Despite being good humored, as can also be seen from his regular participation in popular TV comedy shows like the cult nerd sitcom „Big Bang Theory“ and the Simpsons as well as the science fiction series „Star Trek – the Next Generation“, he also had what some consider a misanthropic and excentrically pessimistic side, while most of his peers in the sciences take his dire warnings very seriously. Hawking was one of the voices in the wild, warning against imminent self destruction of the human species. Being one of the most eminent thinkers of our time, he was acutely aware of the systemic thresholds we are rapidly approaching and that amount to nothing less than points of no return on our civilatory „Blind Flight“ into the future. In contrast to the general public as well as many of single minded captains of industry and politics he understood the scientific background of geo systems processes that led one of the greatest figures of the field – Jim Hansen – to coin the term „anthropocene“. Hawking picked up Hansen’s trailblazing work on planetary atmospheres and his scientific analysis of the „Venus Effect“ as early as the 70s and 80s. Ever since Hawking has been one of the most outspoken and also most listened to warners against the risk – and indeed very real possibility – of a complete systemic meltdown of the Earth’s biosphere, leaving nothing but a hot dead rock at the end of a systemic stampede called „runaway greenhouse“. And that is only one of many systemic global catastrophic risks of our own design.

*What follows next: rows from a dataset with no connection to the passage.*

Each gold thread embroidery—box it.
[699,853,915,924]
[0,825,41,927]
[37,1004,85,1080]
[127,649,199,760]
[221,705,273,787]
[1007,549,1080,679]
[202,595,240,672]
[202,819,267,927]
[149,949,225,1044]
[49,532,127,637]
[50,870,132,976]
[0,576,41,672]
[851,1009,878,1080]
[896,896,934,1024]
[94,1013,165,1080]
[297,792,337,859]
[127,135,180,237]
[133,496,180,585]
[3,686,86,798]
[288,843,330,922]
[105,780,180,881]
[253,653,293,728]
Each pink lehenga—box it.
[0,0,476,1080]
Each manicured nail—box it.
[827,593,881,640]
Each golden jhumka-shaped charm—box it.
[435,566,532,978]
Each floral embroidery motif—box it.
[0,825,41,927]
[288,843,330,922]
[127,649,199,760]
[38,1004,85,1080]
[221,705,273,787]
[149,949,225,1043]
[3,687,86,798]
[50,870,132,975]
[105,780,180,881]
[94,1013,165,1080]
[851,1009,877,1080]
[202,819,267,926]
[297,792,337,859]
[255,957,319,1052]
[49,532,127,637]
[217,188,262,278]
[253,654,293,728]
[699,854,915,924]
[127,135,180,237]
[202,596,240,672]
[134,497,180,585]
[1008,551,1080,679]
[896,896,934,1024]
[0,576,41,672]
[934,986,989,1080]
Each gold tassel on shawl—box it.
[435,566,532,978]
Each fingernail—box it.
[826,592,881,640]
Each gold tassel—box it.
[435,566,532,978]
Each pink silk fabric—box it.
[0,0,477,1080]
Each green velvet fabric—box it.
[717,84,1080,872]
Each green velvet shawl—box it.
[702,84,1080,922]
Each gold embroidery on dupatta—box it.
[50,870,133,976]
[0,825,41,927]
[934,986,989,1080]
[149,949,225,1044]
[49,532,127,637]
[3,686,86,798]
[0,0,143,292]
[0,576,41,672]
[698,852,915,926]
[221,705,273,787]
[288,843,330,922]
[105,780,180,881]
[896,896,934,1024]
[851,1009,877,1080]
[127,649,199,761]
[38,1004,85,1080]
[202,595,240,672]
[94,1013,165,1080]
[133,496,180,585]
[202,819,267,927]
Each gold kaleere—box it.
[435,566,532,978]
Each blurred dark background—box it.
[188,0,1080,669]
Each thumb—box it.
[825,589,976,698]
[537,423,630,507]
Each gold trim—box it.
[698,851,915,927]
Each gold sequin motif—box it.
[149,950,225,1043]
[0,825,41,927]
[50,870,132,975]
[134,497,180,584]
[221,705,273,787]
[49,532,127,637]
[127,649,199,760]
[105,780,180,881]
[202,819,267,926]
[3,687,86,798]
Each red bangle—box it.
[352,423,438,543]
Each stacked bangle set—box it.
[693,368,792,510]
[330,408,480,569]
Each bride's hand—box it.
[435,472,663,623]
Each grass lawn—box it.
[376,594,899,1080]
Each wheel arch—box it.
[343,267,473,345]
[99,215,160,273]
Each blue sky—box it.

Hawking will be much missed, both, as a scientist as well as a moral authority. His scientific, moral and life teachings and contributions will be much missed, and, after all, there still might be time to listen to him, despite his dire warnings and pessimistic outlook that led him to suggest we should migrate to space as soon as possible in order to save our species.
Personally I am happy for Stephen Hawking that he still saw the discovery of gravitational waves, for which his friend and colleagues Kip Thorne, Rainer Weiss and Barry Barish received the Nobel Prize in 2016 – a breakthrough discovery for which Hawking prepared the stage. In any case: Well done Professor!